Di tepi sumur, dia mempersilakan tahanannya itu mengucapkan pesan terakhir. Namun yang didapat malah Aidit yang berapi-api pidato. Yasir dan anak buahnya naik pitam.
Dor! Dengan dada berlubang, tubuh Menteri Koordinasi sekaligus Wakil Ketua MPRS itu tersungkur masuk sumur.
24 November 1965 pukul 15.00 WIB, Yasir bertemu Soeharto di Gedung Agung, Yogyakarta. Dia melaporkan hasil kerjanya termasuk keputusan membunuh Aidit.
Dia kemudian memberanikan diri bertanya, "Apakah yang Bapak maksudkan dengan bereskan itu seperti sekarang ini, Pak?"
Soeharto tersenyum.
Advertisement
Misteri Bekas Sumur Tua di Boyolali
Tak ada satu pun penanda yang menunjukkan bekas sumur di pekarangan belakang gedung tua bekas kompleks markas Batalion 444 TNI Angkatan Darat di Boyolali. Hanya hamparan tanah berkerikil yang ditumbuhi labu siam dan ubi jalar, serta pohon mangga dan jambu biji di kanan kiri.
Meski tidak berbekas, banyak orang meyakini adanya sumur tua tempat jenazah Dipa Nusantara Aidit, Ketua Umum Comite Central PKI terkubur pada 23 November 1965. Salah satunya Mustasyar Nahdlatul Ulama (NU) Boyolali, Tamam Saemuri (71).
Pada suatu malam di 1965, Tamam sempat bertemu Kolonel Yasir Hadibroto dalam sebuah rapat organisasi massa di pendapa kabupaten. Tamam muda adalah aktivis Gerakan Pemuda Ansor, organisasi yang banyak terlibat dalam "operasi pembersihan".

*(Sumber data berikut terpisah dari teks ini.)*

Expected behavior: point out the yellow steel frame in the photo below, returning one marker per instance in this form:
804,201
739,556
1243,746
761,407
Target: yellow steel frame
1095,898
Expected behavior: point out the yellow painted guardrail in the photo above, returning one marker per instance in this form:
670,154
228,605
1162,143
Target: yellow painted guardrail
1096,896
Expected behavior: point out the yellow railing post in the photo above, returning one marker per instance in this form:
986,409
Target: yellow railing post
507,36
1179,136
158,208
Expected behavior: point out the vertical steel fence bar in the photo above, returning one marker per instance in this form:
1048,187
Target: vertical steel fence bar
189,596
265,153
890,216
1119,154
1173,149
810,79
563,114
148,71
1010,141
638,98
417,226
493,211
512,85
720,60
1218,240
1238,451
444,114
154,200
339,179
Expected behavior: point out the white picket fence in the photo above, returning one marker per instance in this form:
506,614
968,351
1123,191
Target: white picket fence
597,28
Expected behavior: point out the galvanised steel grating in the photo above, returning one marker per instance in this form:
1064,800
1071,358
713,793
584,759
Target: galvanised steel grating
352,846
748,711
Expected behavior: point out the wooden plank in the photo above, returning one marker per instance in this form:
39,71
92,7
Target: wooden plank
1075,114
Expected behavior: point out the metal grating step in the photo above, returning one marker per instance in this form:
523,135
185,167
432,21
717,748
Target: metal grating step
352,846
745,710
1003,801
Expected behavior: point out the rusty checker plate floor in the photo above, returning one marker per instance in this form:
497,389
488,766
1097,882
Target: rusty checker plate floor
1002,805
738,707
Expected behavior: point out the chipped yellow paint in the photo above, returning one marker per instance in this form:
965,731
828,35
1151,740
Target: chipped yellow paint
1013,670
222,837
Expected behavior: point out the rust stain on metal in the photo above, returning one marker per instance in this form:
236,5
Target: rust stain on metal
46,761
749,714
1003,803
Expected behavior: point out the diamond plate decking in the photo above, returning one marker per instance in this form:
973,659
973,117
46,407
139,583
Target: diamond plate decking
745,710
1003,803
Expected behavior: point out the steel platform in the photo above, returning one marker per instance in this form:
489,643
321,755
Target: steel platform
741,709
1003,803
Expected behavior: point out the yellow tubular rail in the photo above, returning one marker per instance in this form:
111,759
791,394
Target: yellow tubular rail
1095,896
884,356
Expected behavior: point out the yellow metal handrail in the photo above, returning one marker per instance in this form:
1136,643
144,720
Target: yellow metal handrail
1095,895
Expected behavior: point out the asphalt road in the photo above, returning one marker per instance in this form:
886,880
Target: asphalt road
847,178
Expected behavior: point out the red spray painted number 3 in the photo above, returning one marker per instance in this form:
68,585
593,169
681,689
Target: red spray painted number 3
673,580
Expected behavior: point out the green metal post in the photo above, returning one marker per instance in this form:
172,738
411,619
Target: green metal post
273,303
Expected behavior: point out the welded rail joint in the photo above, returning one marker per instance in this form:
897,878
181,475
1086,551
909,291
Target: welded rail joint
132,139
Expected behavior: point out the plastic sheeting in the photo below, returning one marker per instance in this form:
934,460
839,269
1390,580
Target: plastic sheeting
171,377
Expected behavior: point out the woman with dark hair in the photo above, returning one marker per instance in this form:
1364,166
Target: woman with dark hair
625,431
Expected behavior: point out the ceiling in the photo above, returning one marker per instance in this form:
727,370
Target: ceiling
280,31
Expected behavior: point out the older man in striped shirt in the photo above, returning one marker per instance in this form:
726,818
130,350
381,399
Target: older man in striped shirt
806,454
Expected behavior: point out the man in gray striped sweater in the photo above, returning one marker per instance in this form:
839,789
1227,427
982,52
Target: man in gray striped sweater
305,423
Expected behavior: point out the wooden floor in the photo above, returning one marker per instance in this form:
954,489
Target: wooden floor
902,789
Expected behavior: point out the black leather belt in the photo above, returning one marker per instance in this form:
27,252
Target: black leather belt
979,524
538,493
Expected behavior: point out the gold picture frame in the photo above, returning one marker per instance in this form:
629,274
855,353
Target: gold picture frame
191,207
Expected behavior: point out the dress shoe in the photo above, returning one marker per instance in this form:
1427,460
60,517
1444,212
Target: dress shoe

Dikutip dalam Seri Buku Tempo: Orang Kiri Indonesia, Aidit Dua Wajah Dipa Nusantara, Tamam bercerita. Dalam pertemuan itu, Yasir mengumumkan bahwa pasukannya telah menembak mati Aidit beberapa hari sebelumnya.
"Eksekusinya subuh-subuh," Tamam menirukan Yasir.
Yasir mengatakan itu sambil menunjukkan jam tangan yang dia kenakan. "Ini arloji Aidit." Sewaktu didesak menceritakan bagaimana Aidit tewas, Yasir berkata, "Dia diberondong senapan AK sampai habis 1 magasin."
Setelah puluhan tahun, cerita itu sampai juga ke telinga putra Aidit, Ilham Aidit yang memutuskan datang sendiri ke tempat diduga sebagai pusara ayahnya.
"Sejak lulus kuliah sampai 1998, saya selalu mencari kuburan ayah dengan sembunyi-sembunyi," ujar Ilham.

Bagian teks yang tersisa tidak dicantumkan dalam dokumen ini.